Another point is contributions must happen under a CLA. Looking thru it: it seems a defensive agreement to make sure no one can abuse patents against them, copyrights are co-owned between contributors and them, promises that any contributions will be kept under an OSI or FSF license. Sounds reasonable.
Odd fact: signal (android app) does not work on a phone without google installed. Requires google services to run.
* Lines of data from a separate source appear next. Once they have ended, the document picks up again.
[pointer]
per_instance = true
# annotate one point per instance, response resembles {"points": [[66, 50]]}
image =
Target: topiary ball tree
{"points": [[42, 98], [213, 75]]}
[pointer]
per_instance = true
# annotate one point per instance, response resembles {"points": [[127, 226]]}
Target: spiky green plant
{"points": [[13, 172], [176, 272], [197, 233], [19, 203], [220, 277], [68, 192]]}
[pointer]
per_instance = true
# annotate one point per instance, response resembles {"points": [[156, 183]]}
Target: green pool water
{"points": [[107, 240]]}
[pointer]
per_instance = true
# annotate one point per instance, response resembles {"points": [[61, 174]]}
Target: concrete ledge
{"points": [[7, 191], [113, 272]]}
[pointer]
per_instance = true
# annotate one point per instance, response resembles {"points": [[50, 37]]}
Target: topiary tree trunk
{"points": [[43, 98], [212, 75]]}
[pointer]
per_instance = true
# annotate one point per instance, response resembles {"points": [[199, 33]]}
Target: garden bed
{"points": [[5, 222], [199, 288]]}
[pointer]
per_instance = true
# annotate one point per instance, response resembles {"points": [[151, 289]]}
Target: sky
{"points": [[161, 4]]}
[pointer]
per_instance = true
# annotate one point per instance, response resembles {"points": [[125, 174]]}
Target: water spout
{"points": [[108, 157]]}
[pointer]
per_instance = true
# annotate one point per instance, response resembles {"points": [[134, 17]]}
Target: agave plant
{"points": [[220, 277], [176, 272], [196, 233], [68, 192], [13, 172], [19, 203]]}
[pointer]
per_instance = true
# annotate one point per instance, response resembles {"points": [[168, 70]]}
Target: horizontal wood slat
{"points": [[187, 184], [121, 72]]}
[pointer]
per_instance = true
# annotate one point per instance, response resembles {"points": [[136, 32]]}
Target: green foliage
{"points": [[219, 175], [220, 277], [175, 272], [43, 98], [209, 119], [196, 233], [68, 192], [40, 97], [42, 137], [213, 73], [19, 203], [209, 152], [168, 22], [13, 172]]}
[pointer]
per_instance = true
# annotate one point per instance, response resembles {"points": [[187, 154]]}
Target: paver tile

There’s more. I have a few online friends who keep dragging me into signal. But my main problem isn’t signal requiring google (which I’m not a fan of, for obvious reasons). My problem is that I don’t own a cellphone at all. I was glad when the users won the Linux battle on PC, but very sad when they lost the whole war by surrending to iOS/Android on their shiny smartphones. Most likely I would not buy a phone until it will be possible to install a standard Linux distribution on it, like I can do on my PC. I did a very superficial search online and it looks like signal also has a desktop app. Yet, to register an account, one still needs to have a phone to receive some authorization code to it. I would be glad to hear your feedback on this if you have anything to add.